We asked a similar question during my first year in college, when one alienated foreign student killed her socially-integrated roommate in a murder-suicide.  I remember that spring morning in 1995, wheeling a hand truck filled with boxes from my dorm to Dunster House and finding Dunster surrounded by police tape.  The rumors in the street were that a dozen people had been stabbed and the killer was on the loose; ultimately it turned out to be just 2, and the killer had hung herself an hour ago.  Meanwhile, I needed to figure out what to do with my boxes.  I threw them over the wrought iron fence into the side yard and hoped for the best.  Melanie Thernstrom researched the crime and published a book that included intriguing foreshadowing, such as the killer sending letters to strangers from the Boston phonebook asking for help with social skills, but no real answers. 

In this case, the alleged bombers seemed to be well-liked.  A photoessay of the older alleged bomber from 2 years ago is no longer available online, but this article has many photos from it and the key photo captions, such as saying that he has no American friends.

Whatever the reasons for these divergent paths, these patterns emerge during adolescence and young adulthood, although likely they are forged in childhood, infancy, and even before.  

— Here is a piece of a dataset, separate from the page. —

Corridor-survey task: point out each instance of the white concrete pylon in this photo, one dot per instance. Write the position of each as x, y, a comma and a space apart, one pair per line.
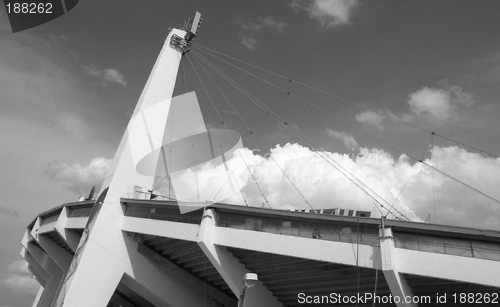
105, 254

Adolescents and young adults are at a turning point in life, and the uncertainty inherent in that transition is often stressful.  Here one 19 year old has put the entire city of Boston on lockdown.  He has made a huge negative impact on the world.  In the coming days, we will wonder what could have prevented him from taking such a destructive path.

We'll probably never know, but thankfully these extreme situations are rare.  More common are adolescents and young adults who destroy their and others' lives in more quiet ways.  UNICEF just released a report ranking the US at the bottom of rich countries in child well-being, below even Greece.  The entire nation is transfixed by a single demented individual, while entire sectors of US society are impoverished in ways that will increase their propensity for more mundane forms of violence, and we will feel the impact for decades.